December 15, 2022: The Clovis City Council recently experienced changes in leadership.
Two longtime political leaders in the City of Clovis, Mayor Jose Flores and Councilman Bob Whalen did not seek reelection in the past November elections, leaving two seats open to newcomers of the Clovis City government.
These two newcomers, Matt Basgall and Diane Pearce, have been elected by the people of Clovis and have been officially sworn in as council members. The standing council members, including Mayor Lynne Ashbeck, Mayor Pro-Tem Vong Mouanoutoua, and incumbent Councilman Drew Bessinger, who ran alongside council members Basgall and Pearce, all have the similar experience and enthusiasm when it comes to serving their upcoming terms. Bessinger will serve until 2026, while Ashbeck and Mouanoutoua will choose whether or not to seek reelection in 2024.
Each council member has looked back to the past to identify what has been good for the public of Clovis while also looking towards the future and anticipating any possible changes that may need to be made.
Councilman Drew Bessinger, who made it clear that he and now former Mayor Flores will remain friends, spoke about what he looks forward to the most when working with the new council as a whole.
“I look forward to being with two new faces, one of them, I’ve known Matt for over two decades….We have problems that we’re gonna have to deal with, we’re gonna have different perspectives, we may not all agree on every solution, but we all have the same goal, and that’s to help the citizens of Clovis.”
He then went into speaking about a few of those problems that he believes are facing the city of Clovis.
“Like every community, we have a burgeoning homeless issue, we have an understaffed police department, we have an affordable housing crisis that’s being put on cities to fix, unfairly, but that’s kind of the way things go.”
Mayor Pro Tem Vong Mouanoutoua continued the sentiment of Bessinger, talking about how having new members of the City Council can have a great effect in the form of bringing new positions and ideas to the table.
“Having new people with new perspectives, new sorts of experiences, new views is always beneficial to a city like ours.
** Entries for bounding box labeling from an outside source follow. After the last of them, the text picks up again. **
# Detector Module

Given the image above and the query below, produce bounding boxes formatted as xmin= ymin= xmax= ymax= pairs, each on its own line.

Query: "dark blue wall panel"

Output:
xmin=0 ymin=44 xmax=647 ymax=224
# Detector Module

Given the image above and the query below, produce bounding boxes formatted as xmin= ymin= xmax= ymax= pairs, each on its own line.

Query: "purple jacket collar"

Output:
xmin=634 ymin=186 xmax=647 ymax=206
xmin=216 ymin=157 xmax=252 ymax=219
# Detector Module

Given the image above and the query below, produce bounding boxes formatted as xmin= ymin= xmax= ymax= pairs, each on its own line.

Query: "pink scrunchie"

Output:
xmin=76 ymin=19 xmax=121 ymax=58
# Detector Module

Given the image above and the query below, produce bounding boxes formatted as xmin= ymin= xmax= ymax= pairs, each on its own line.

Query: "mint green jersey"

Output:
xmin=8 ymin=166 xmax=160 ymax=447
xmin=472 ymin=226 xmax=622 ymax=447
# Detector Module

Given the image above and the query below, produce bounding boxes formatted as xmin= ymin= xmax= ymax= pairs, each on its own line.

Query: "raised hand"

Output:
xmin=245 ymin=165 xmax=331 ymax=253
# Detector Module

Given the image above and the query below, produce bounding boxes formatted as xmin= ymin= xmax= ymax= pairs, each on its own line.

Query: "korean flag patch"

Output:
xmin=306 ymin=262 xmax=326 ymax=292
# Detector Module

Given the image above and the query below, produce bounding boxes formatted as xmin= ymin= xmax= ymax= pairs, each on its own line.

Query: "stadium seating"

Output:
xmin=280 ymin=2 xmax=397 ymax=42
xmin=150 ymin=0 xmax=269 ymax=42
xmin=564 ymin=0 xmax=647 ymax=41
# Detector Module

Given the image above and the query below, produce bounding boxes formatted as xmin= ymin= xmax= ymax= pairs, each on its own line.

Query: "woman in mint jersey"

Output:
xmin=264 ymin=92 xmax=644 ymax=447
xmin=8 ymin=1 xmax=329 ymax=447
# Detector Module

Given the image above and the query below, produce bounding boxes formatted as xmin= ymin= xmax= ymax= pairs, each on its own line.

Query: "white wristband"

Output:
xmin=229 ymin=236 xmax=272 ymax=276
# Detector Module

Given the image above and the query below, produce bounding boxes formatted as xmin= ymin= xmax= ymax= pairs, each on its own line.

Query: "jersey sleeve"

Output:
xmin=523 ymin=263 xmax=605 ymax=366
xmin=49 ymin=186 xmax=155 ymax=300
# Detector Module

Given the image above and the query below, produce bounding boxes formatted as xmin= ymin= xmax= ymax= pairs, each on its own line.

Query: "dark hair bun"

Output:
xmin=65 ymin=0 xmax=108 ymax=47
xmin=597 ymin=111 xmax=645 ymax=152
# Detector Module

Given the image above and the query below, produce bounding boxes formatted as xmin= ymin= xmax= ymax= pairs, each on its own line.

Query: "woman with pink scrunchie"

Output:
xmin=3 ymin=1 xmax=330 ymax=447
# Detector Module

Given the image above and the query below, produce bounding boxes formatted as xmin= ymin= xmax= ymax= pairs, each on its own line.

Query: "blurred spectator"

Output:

Hopefully we can maintain the type of leadership that those before us have always maintained.”
Looking towards his next term, Mayor Pro Tem Mouanoutoua mentioned that he hopes the council can “…continue to be good stewards and servants of the people. And that we continue to have a servant’s heart.”
Newly elected Mayor Lynne Ashbeck is optimistic that while losing two long standing council members, the newly elected pair will put forth their new ideas in a move she says can “make a council special”.
“I think with new council members it’s sort of the intersection of new ideas which is great, new perspectives, they’ve had recent outreach into the community. I also look forward to continuing the traditions that make our council special.”
Mayor Ashbeck proclaimed that she thinks it’s the “combination” of working well with new members and their new ideas while also honoring those who have come from the past that “have got us to this point”.
On the leaving of Councilman Bob Whalen and Mayor Jose Flores, Mayor Ashbeck revealed, “After sitting next to those two for twenty-one and nineteen years, it’s personally, I will miss them, I will miss the forty years together of knowledge about our city. But for them, the time was right.”
She finished by pointing out that the two served the community for about twenty of the 110 year history of Clovis, and stated, “They were excellent servants, they were faithful servants, they did an excellent job.”
The perspective change that all three existing council members touched on seems to be a good marking point for where the City of Clovis looks to be headed. With changes coming from inside the council to start, the city now looks at how they can change its ideas into forming not only a more collective bond within its council chambers but also within its city’s residents. All the while, just as Mayor Lynne Ashbeck mentioned, “Keeping in honored tradition” in terms of values instilled in the past, remains another similarity amongst the City Council.
According to their answers, it appears that the Clovis City Council sits between changing perspective and keeping the city’s traditions alive. Just as these “traditions” have endured, the history of Clovis is what stands in the way of whether or not this City Council is able to do so.